Global Information Thresholding for Sufficient and Necessary Circuits¶
Conference: CVPR 2026
Paper: CVF Open Access
Code: None (Not provided by authors)
Area: Mechanistic Interpretability / AI Safety
Keywords: Mechanistic interpretability, circuit discovery, sufficiency and necessity, global threshold, retention-calibrated performance
TL;DR¶
Addressing the common pain point where automatic circuit discovery relies on "manual fixed budgets" (fixed top-k), this paper moves away from pre-defining circuit size. Instead, it scores edges (using signed integrated gradients) and automatically searches for a single global threshold \(\tau\) based on a "model behavior retention" target. This makes the circuit size a result of "retaining behavior" rather than a hyperparameter. Ours achieves optimal or near-optimal CPR/CMD on the MIB benchmark and improves both sufficiency and necessity diagnostics on GPT-2 IOI.
Background & Motivation¶
Background: Mechanistic interpretability aims to reverse-engineer the internal computations of neural networks for specific tasks into "circuits" composed of a few components (attention heads, neurons, and edges). Prevailing automatic circuit discovery follows a two-stage paradigm: first, assign an importance score to each edge/node (e.g., EAP, EAP-IG, activation/path patching), then use an external sparsification rule to extract the circuit based on these scores.

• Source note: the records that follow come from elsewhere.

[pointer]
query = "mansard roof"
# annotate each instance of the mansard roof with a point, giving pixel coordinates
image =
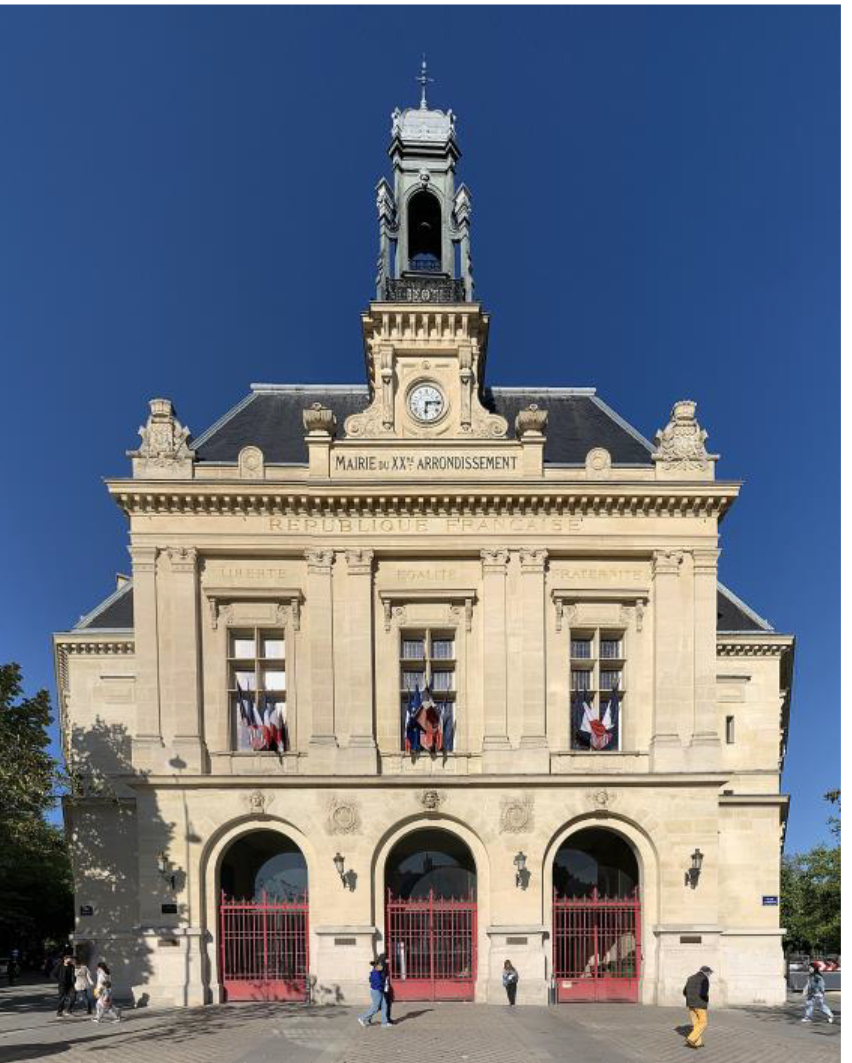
(734, 616)
(116, 613)
(270, 418)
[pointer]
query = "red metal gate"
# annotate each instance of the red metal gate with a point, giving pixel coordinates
(263, 949)
(431, 948)
(597, 947)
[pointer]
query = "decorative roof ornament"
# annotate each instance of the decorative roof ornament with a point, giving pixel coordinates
(680, 451)
(164, 452)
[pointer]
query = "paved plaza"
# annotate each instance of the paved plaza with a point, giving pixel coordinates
(424, 1033)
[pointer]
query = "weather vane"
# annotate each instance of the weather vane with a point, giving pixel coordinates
(423, 81)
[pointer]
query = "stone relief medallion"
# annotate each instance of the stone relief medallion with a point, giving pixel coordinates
(343, 816)
(516, 815)
(431, 799)
(258, 802)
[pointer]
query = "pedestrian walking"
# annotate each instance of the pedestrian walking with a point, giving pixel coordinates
(64, 973)
(378, 982)
(83, 986)
(697, 993)
(103, 994)
(815, 995)
(510, 981)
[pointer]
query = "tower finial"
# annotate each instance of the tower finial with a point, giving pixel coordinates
(423, 81)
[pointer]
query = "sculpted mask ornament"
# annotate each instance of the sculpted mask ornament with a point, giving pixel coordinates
(165, 443)
(680, 445)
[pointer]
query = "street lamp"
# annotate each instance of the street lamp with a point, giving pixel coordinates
(692, 876)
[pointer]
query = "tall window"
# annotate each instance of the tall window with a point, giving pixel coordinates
(427, 690)
(257, 689)
(597, 689)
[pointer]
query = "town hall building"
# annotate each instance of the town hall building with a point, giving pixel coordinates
(428, 668)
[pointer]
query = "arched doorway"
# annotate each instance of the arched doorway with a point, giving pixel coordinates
(263, 918)
(430, 916)
(597, 952)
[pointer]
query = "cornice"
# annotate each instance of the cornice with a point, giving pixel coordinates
(218, 498)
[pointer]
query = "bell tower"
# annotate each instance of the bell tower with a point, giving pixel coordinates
(424, 220)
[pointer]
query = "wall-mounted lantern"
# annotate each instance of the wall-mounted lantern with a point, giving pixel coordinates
(166, 871)
(692, 876)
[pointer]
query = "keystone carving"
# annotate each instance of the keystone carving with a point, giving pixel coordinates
(319, 420)
(531, 421)
(680, 445)
(164, 452)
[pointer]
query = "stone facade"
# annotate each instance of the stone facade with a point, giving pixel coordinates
(396, 522)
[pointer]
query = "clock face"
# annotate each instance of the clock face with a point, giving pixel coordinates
(426, 402)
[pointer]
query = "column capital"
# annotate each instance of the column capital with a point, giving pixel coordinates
(320, 560)
(183, 558)
(359, 562)
(494, 560)
(145, 558)
(533, 560)
(667, 562)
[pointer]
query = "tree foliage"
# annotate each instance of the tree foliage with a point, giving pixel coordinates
(36, 893)
(811, 894)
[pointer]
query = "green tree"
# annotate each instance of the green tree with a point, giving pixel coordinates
(811, 894)
(36, 893)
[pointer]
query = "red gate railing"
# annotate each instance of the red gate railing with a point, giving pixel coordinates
(263, 948)
(597, 947)
(431, 947)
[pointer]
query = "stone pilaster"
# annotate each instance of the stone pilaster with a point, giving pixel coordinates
(183, 690)
(495, 742)
(361, 757)
(533, 742)
(705, 745)
(148, 737)
(323, 738)
(672, 693)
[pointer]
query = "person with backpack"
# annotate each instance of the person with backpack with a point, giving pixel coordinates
(815, 995)
(378, 984)
(103, 993)
(510, 981)
(697, 993)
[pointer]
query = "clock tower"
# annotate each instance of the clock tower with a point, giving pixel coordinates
(425, 337)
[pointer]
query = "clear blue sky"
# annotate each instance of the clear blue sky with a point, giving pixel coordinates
(184, 189)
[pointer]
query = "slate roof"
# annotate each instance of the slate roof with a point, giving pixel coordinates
(270, 417)
(116, 612)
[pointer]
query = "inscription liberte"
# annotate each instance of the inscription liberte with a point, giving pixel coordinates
(424, 525)
(425, 462)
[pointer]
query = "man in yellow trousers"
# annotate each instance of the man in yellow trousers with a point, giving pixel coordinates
(697, 993)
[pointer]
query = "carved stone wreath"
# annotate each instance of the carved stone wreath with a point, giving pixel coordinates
(343, 816)
(431, 799)
(516, 814)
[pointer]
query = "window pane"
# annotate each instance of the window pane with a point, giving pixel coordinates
(611, 679)
(413, 650)
(274, 679)
(580, 679)
(242, 646)
(273, 647)
(412, 680)
(245, 680)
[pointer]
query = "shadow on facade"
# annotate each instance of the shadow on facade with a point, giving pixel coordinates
(102, 825)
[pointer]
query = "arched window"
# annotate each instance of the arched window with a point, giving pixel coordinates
(424, 233)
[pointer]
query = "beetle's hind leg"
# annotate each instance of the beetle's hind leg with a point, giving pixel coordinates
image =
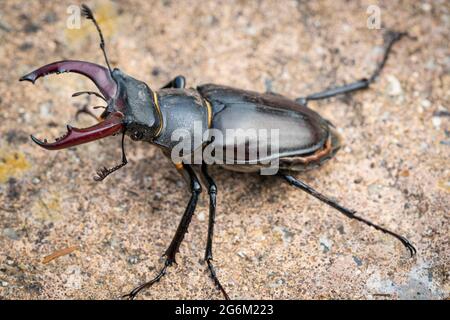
(347, 212)
(390, 38)
(189, 174)
(212, 191)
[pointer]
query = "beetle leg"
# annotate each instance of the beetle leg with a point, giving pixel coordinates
(188, 173)
(212, 191)
(390, 38)
(104, 172)
(179, 82)
(347, 212)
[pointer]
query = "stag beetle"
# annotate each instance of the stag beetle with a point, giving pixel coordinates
(306, 140)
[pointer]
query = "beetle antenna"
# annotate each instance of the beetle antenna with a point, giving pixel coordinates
(87, 12)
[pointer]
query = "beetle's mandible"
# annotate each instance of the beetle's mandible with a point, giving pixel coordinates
(306, 140)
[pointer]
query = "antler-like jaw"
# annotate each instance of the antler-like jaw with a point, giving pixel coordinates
(112, 124)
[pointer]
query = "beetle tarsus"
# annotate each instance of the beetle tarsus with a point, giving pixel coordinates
(102, 173)
(174, 246)
(347, 212)
(212, 190)
(135, 291)
(390, 38)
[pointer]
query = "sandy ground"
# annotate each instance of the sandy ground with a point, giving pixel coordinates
(272, 241)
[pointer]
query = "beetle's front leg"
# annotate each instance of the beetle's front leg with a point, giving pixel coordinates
(212, 191)
(195, 187)
(179, 82)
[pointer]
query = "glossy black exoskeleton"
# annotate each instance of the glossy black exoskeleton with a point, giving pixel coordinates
(304, 139)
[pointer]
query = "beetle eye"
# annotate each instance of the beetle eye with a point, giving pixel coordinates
(137, 135)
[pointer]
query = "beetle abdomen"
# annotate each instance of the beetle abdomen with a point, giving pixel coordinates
(301, 131)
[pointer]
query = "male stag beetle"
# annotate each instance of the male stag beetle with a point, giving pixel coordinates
(305, 139)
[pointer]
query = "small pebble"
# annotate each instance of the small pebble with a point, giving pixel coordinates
(436, 122)
(133, 259)
(10, 233)
(201, 216)
(394, 87)
(425, 103)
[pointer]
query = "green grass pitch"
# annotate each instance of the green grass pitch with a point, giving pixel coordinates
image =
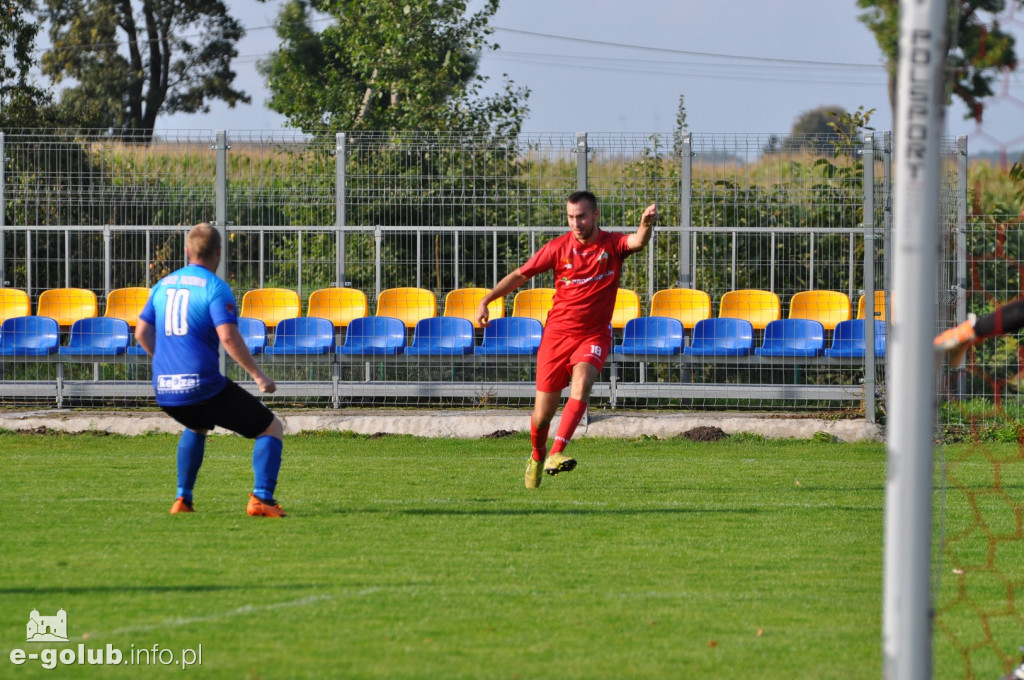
(406, 557)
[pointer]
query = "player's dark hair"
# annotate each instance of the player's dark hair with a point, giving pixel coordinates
(578, 197)
(204, 242)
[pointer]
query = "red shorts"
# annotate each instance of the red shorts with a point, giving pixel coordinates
(560, 352)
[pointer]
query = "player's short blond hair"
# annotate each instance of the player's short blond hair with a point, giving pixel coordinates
(203, 242)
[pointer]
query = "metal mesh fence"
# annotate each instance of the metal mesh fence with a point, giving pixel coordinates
(377, 212)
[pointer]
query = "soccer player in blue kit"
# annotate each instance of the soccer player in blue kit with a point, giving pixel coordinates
(188, 312)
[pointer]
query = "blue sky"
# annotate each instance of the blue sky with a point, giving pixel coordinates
(610, 66)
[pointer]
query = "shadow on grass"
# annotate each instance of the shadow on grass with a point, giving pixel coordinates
(526, 512)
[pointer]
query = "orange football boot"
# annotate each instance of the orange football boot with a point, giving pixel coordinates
(260, 508)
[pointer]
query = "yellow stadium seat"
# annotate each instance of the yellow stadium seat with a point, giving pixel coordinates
(13, 302)
(67, 305)
(627, 307)
(828, 307)
(686, 304)
(271, 305)
(126, 303)
(758, 307)
(408, 304)
(534, 303)
(338, 304)
(880, 305)
(463, 302)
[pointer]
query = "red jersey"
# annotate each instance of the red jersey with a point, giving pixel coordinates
(586, 280)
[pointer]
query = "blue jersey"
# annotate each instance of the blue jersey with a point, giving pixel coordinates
(185, 308)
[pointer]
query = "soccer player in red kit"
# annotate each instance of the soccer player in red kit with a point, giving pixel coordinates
(588, 264)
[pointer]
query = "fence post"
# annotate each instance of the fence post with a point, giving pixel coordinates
(340, 160)
(961, 384)
(868, 224)
(887, 216)
(220, 198)
(685, 209)
(3, 213)
(581, 153)
(108, 261)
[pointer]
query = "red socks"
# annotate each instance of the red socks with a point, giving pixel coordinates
(539, 437)
(571, 415)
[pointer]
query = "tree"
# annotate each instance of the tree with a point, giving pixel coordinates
(20, 100)
(134, 59)
(388, 66)
(980, 47)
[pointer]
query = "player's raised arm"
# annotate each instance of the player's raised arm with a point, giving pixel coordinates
(504, 287)
(641, 237)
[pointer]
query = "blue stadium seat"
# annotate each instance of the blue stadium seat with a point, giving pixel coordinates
(848, 341)
(374, 335)
(96, 335)
(253, 331)
(442, 336)
(29, 336)
(651, 335)
(793, 337)
(302, 335)
(511, 335)
(723, 336)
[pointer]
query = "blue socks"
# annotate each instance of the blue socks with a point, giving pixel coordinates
(192, 445)
(266, 464)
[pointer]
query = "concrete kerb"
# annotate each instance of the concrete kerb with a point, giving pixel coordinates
(459, 424)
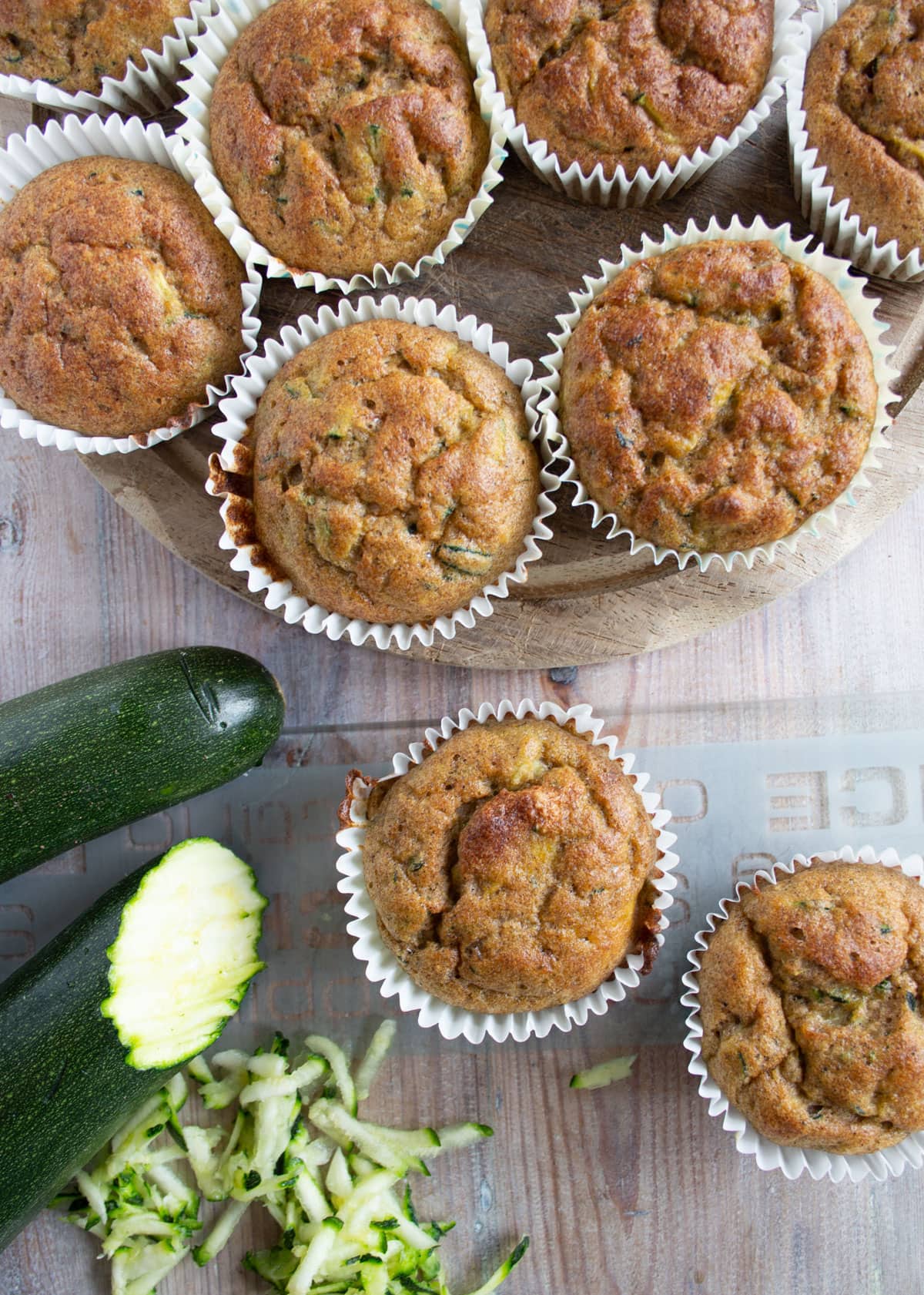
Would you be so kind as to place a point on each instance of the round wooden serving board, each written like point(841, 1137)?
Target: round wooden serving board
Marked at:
point(588, 600)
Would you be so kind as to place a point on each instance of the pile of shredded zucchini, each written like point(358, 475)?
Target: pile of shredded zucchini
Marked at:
point(132, 1198)
point(333, 1183)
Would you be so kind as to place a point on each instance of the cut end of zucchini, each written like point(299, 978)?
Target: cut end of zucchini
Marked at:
point(184, 954)
point(608, 1072)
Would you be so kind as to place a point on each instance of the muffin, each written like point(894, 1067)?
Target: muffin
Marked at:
point(346, 133)
point(810, 1000)
point(119, 300)
point(393, 475)
point(72, 44)
point(863, 106)
point(717, 395)
point(513, 869)
point(629, 85)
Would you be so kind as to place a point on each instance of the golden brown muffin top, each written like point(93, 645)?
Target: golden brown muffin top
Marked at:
point(511, 869)
point(119, 300)
point(74, 44)
point(717, 395)
point(812, 998)
point(865, 114)
point(393, 473)
point(629, 83)
point(346, 133)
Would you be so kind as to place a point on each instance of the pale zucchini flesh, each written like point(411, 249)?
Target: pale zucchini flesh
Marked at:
point(606, 1072)
point(184, 954)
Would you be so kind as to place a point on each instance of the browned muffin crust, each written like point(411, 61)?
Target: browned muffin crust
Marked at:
point(717, 395)
point(346, 133)
point(393, 471)
point(629, 83)
point(72, 44)
point(812, 996)
point(865, 114)
point(513, 869)
point(119, 300)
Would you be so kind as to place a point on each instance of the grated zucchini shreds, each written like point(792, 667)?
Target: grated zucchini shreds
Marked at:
point(332, 1181)
point(608, 1072)
point(142, 1213)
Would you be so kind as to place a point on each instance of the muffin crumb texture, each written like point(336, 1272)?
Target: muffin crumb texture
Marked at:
point(629, 83)
point(717, 395)
point(119, 300)
point(393, 473)
point(863, 106)
point(812, 998)
point(347, 133)
point(511, 869)
point(72, 44)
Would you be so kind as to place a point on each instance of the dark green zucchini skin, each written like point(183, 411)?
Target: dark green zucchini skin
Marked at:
point(65, 1087)
point(101, 750)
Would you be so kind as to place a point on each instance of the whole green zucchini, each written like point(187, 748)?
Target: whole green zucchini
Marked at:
point(142, 982)
point(104, 749)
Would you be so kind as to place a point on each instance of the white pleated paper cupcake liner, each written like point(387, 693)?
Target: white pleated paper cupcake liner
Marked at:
point(146, 85)
point(842, 230)
point(239, 407)
point(380, 965)
point(851, 287)
point(211, 49)
point(792, 1161)
point(620, 190)
point(38, 150)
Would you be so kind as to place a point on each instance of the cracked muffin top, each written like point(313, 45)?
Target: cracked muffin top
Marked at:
point(72, 44)
point(865, 114)
point(717, 395)
point(629, 83)
point(347, 133)
point(119, 300)
point(513, 869)
point(393, 477)
point(812, 998)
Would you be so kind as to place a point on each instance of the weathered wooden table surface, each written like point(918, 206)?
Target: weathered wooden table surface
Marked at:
point(646, 1193)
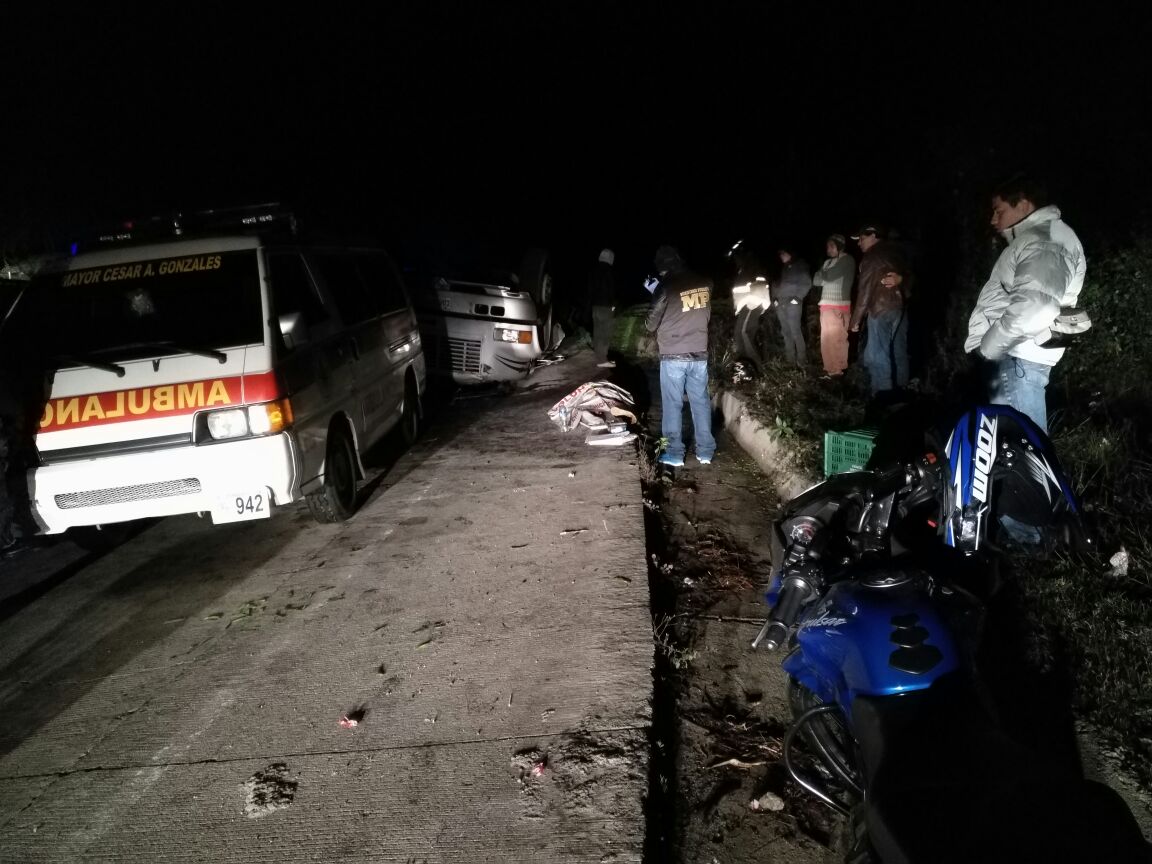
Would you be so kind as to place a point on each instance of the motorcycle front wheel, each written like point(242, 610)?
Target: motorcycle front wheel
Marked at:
point(828, 736)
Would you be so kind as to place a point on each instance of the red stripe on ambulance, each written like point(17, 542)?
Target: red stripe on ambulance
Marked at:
point(166, 400)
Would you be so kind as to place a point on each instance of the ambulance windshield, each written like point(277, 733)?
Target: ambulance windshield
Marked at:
point(168, 305)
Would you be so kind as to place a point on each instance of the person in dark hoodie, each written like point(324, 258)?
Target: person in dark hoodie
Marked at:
point(601, 289)
point(884, 281)
point(680, 313)
point(788, 297)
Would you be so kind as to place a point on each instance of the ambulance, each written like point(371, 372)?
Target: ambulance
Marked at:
point(219, 366)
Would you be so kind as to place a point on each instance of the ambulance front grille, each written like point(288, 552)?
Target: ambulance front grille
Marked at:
point(465, 355)
point(122, 494)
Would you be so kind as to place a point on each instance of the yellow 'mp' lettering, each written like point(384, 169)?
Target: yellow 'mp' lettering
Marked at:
point(695, 298)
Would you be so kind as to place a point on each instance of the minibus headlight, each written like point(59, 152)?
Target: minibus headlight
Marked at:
point(522, 336)
point(230, 423)
point(270, 417)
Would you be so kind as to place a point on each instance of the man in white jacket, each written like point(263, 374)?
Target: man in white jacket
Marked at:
point(1040, 271)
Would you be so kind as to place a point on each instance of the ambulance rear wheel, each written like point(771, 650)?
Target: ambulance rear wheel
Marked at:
point(410, 412)
point(336, 499)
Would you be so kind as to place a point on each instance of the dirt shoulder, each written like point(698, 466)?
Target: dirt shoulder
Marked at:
point(722, 750)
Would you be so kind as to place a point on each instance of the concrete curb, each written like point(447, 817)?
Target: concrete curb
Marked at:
point(770, 451)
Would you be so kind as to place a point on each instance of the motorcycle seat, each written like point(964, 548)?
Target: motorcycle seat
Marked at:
point(946, 785)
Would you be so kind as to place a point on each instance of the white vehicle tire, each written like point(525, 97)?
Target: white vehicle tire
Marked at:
point(335, 500)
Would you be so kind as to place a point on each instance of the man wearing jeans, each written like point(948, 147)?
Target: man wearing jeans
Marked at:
point(883, 287)
point(1040, 271)
point(680, 313)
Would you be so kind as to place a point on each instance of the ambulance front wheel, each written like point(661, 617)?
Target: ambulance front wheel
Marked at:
point(336, 499)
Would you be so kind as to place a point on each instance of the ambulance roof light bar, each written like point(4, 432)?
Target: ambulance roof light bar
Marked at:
point(251, 219)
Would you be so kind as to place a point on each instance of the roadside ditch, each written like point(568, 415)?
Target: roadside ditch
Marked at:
point(718, 789)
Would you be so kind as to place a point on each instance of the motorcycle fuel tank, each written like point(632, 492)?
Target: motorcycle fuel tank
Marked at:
point(876, 638)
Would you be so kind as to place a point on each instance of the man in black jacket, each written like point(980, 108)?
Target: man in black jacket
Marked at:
point(680, 313)
point(601, 289)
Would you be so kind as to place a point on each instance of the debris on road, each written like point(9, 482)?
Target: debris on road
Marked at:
point(737, 764)
point(1119, 563)
point(599, 407)
point(354, 718)
point(768, 801)
point(267, 790)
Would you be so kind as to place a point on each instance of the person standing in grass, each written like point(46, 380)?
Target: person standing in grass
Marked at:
point(680, 315)
point(880, 302)
point(1040, 271)
point(835, 279)
point(788, 297)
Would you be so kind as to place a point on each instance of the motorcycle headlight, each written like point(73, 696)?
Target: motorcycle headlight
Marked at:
point(230, 423)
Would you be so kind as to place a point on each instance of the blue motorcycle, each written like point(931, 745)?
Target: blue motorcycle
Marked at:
point(880, 578)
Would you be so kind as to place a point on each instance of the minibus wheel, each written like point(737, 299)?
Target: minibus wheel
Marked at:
point(336, 499)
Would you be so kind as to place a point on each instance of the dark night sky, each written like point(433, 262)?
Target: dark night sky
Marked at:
point(576, 124)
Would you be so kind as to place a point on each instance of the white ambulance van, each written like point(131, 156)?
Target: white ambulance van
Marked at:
point(226, 370)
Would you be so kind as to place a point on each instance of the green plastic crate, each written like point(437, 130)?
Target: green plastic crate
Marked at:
point(847, 451)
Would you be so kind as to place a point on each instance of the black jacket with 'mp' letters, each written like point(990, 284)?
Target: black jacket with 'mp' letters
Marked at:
point(680, 313)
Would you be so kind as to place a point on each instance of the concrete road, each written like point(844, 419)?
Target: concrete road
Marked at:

Limitations of Prior Work: The sparsification step typically uses a "manual fixed budget"—such as fixing the top-k edges. This makes the final circuit extremely sensitive to the budget, which is often an arbitrary choice and fails to generalize across tasks or models. Furthermore, existing work has found that this sensitivity is not just conceptual: slight prompt perturbations, input sampling variations, or hyperparameter tuning can drastically alter the resulting circuit structure (instability).
Key Challenge: A credible circuit explanation must simultaneously satisfy two conditions: sufficiency (the circuit alone can reproduce almost all original model behavior) and necessity (removing the circuit causes a significant collapse in model performance). However, these are inherently in conflict: adding more edges for sufficiency makes the circuit bloated and less selective (sacrificing necessity), while aggressive pruning for necessity makes the circuit too small to reproduce the original behavior (sacrificing sufficiency). Fixed-budget two-stage methods struggle to balance both.
Key Insight: The authors observe that the distribution of edge importance provided by EAP-IG is extremely heavy-tailed—the Lorenz curve shows that score quality is highly concentrated in a few top edges, and \(\log_{10}|\text{score}|\) is approximately log-normal. Since quality is concentrated, "determining size before behavior" (top-k) and "determining behavior and letting the distribution decide size" (thresholding) will extract significantly different circuits across tasks/models; the latter is more grounded in the data itself.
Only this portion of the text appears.